A recipe for growing & making Chinese cucumber pickles

Chinese cucumber pickle


CHINESE cucumber pickle...
When I lived in Hong Kong and travelled to China on business trips, I was introduced to a kind of cucumber pickle salad that was always served cold during meals.  In this dish, the cucumber slices were dressed in a delicious combination of garlic, vinegar and sesame oil that was so addictive I couldn't stop eating them. Now, every time I think of those crisp, juicy pieces of cucumber sitting in that garlic-ky vinegar, it sends my salivary glands into overdrive.

A few years later and now several thousands of miles away in the Chiltern foothills, I wander down to our kitchen garden, gleeful in anticipation of the young green cucumbers that I know are hanging from the vine. A quick flick of a sharp pen knife releases them and the slender, long fruits are soon laid out on a wooden chopping board ready to be cut up. With my chopsticks, I toss the crisp cucumber half rounds with sesame oil, garlic and rice vinegar - a perfect balance of cool and warmth.
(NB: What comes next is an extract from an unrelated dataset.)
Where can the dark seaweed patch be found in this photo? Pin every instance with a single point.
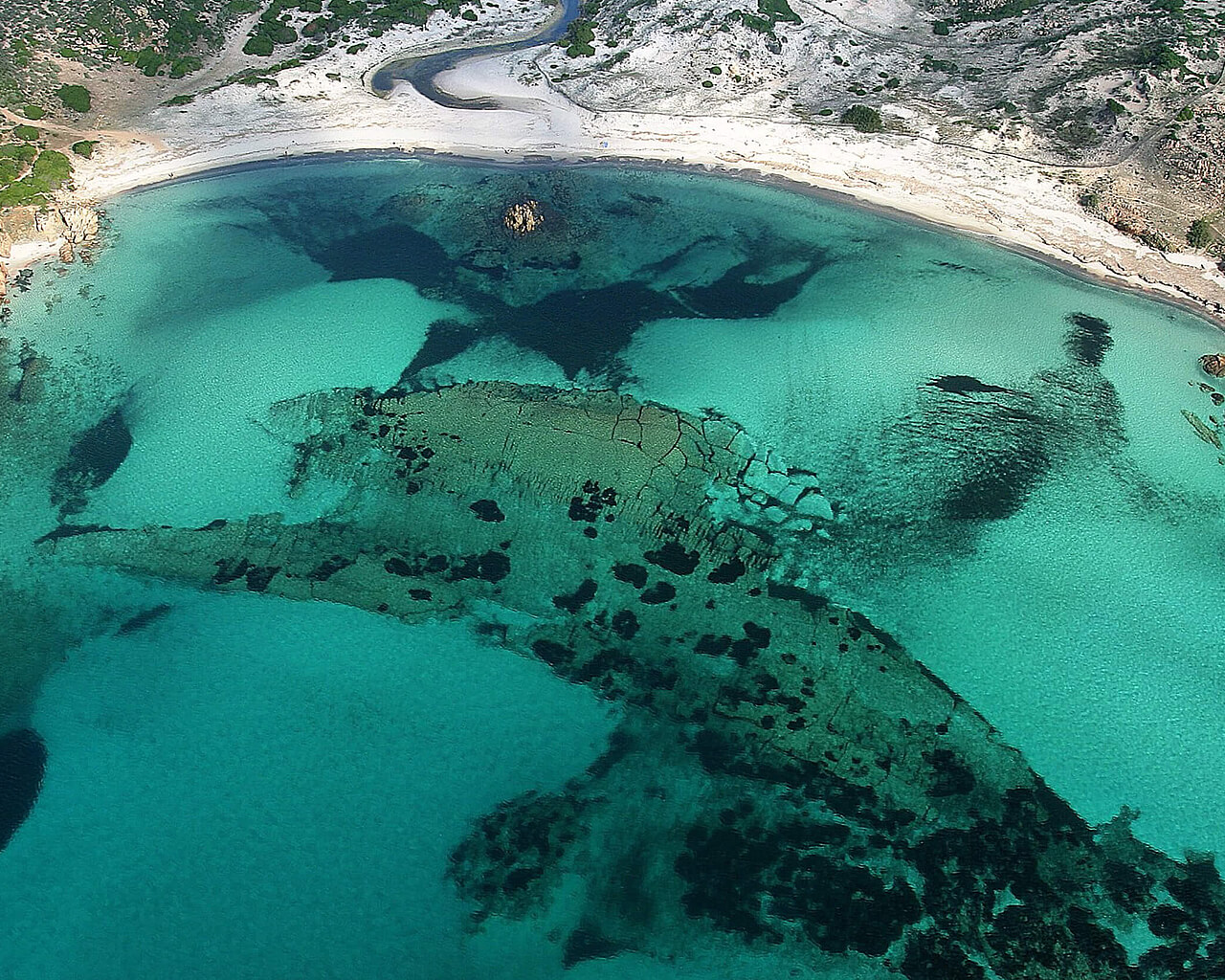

Light soy sauce brings saltiness to the dish and a smattering of finely diced chilli is added for a touch of heat.





Chinese cucumber pickle

Serves 4 as a side


Ingredients

cucumbers (small), chopped into half rounds
1-2 garlic cloves, minced
chilli, finely chopped
1 tablespoon light soy sauce
1 tablespoon sesame oil
1 tablespoon chinese wine (shao hsing)
1 tablespoon oyster sauce
Ginger, grated

1 teaspoon caster sugar (optional)

Method

Combine the sesame oil, light soy sauce, rice vinegar, sugar, garlic and chilli.

Place the cucumber into a bowl. Add the dressing and toss to combine.

This pickle can be served with roast mackerel, grilled salmon or pork.




If you are looking for rice vinegar, try Sainsbury's rice vinegar, which I used in this recipe.


Growing cucumbers

If you are growing your own cucumbers, pick them small while they are young and crisp.

The more mature and larger cucumbers work better if you scoop out the watery seed content before using.

Contrary to popular belief, you don't need a greenhouse to grow cucumbers and they can be successfully grown outdoors. Try 'Burpless Tasty Green' which is reliable and productive - I prefer to support the plants with canes to allow them to climb upwards keeping the cucumbers off the ground.